Riverside, Calif. (http://www.ucr.edu) --The earth beneath our feet isn't usually the first thing that comes to mind when people think about the impacts of climate change. However, a study by a UC Riverside-led team of researchers predicts a climate-induced reduction in large soil pores, which may intensify the water cycle and contribute to more flash flooding and soil erosion by the end of the 21st century.
In a paper published Sept. 5 in Nature, the scientists studied the impact of climate change on macroporosity--the amount of large pores in the soil. Macropores, which are greater than 0.009 mm in diameter, allow water to be absorbed easily into the surrounding soil, where it can be used by plants, transport nutrients, and eventually make its way back into underground aquifers.
"It is important to predict the response of macroporosity to climate change because of its role in the water cycle, and ultimately in water scarcity, food security, human health and loss of biodiversity," said Daniel Hirmas, an associate professor in the Department of Environmental Sciences and lead author on the study.
Using a large database of soils collected over 50 years from across the continental U.S. combined with atmospheric data from a network of weather stations, the researchers examined changes in macroporosity across a rainfall, temperature, and humidity gradient. They found macropores were more likely to develop in drier climates than humid climates, and that climate-related changes in macroporosity occur over shorter timescales than previously thought.
The researchers then used climate projections for the end of the 21st Century to predict that increasing humidity by 2080-2100 will reduce soil macroporosity in most regions of the U.S. (with the exception of the southern coastal plain, which comprises Alabama and Louisiana).
he consequences could be less infiltration of water into the ground, more surface runoff and erosion, and more flash flooding.
"This is the first study to show that the development of macropores is influenced by climate at short timescales and it reinforces the hypothesis that climate change will probably intensify the water cycle," Hirmas said. "Our results suggest that macroporosity should be incorporated into global climate models to better understand the water cycle, anticipate changes, and prepare for the future."

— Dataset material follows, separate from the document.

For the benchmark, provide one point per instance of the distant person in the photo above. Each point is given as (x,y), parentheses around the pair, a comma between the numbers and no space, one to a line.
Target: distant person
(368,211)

The title of the paper is "Climate-induced changes in continental-scale soil macroporosity may intensify water cycle." In addition to Hirmas, authors include Daniel Giménez from Rutgers University; Attila Nemes from the Norwegian Institute of Bioeconomy Research (NIBIO); Ruth Kerry from Brigham Young University; and Nathaniel A. Brunsell and Cassandra J. Wilson from the University of Kansas. The work was funded by the United States Department of Agriculture's Agriculture and Food Research Initiative (USDA-AFRI) and NIBIO.